Critici e contestatori fanno leva sull’appello internazionale sottoscritto da quasi 200 scienziati indipendenti, e sugli studi recenti dell’americano National Toxicology Program e dell’istituto Ramazzini di Bologna. Questi ultimi certificano un aumento del rischio di tumori alla testa e schwannomi maligni, a partire dal tumore cardiaco. La ricerca italiana ha sottolineato la crescita di queste patologie tra i ratti esposti all’intensità di campo più elevata, pari a 50 V/m.
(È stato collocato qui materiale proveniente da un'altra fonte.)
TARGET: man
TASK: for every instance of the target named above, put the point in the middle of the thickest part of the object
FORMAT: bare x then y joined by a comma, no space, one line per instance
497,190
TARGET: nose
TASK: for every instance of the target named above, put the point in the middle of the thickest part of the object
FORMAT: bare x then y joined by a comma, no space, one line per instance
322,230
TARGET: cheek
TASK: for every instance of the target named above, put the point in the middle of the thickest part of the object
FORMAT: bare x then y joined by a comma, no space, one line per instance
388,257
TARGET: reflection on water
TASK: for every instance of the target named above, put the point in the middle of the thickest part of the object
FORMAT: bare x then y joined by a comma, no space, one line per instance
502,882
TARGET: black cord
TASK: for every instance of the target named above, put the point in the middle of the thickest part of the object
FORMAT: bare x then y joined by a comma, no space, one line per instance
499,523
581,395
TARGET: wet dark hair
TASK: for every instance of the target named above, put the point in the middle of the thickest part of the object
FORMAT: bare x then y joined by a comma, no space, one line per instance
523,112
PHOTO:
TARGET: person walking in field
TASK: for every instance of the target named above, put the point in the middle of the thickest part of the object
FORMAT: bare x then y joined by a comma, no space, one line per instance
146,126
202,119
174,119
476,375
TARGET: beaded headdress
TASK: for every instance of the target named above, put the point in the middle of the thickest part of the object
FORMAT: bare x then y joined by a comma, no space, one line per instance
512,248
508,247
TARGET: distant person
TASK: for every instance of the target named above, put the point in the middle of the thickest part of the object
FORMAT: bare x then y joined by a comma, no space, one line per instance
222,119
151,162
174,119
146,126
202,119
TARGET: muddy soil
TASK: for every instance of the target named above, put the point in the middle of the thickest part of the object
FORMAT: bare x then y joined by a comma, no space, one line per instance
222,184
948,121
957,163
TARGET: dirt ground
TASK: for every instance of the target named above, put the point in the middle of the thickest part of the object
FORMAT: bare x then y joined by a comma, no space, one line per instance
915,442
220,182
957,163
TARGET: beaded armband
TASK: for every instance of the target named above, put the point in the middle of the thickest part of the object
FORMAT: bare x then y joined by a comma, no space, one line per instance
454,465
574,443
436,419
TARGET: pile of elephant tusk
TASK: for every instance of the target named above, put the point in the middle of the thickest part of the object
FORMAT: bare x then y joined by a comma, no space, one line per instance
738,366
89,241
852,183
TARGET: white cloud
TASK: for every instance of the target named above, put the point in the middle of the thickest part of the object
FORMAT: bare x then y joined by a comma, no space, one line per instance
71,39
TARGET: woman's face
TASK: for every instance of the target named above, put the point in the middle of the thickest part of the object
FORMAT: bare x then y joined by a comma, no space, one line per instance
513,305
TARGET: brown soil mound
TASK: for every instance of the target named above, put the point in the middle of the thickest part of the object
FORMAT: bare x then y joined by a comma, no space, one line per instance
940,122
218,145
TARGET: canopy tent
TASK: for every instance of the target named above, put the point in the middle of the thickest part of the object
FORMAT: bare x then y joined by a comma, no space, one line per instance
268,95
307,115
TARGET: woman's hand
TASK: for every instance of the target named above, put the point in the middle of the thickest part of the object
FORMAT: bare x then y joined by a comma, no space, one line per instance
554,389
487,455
Allo stato attuale, però, la Iarc continua a classificare la radiofrequenza solo come un “possibile cancerogeno per l’uomo”. In un’audizione alla Camera di fine febbraio, anche l’Istituto superiore di Sanità ha ridimensionato il problema: sì, è vero, le frequenze del 5G sono più elevate di quelle tuttora usate dai nostri smartphone, e ci sarà un big-bang di celle piccole e piccolissime nelle nostre città… ma proprio per questo le potenze utilizzate saranno più basse, e le onde si fermeranno a un livello molto superficiale. Non oltre la nostra pelle. Per i consulenti dell’Iss, come riportato in quel caso da Repubblica, gli effetti sulle nostre cellule sarebbero addirittura meno impattanti di quelli delle frequenze 2G, 3G e 4G.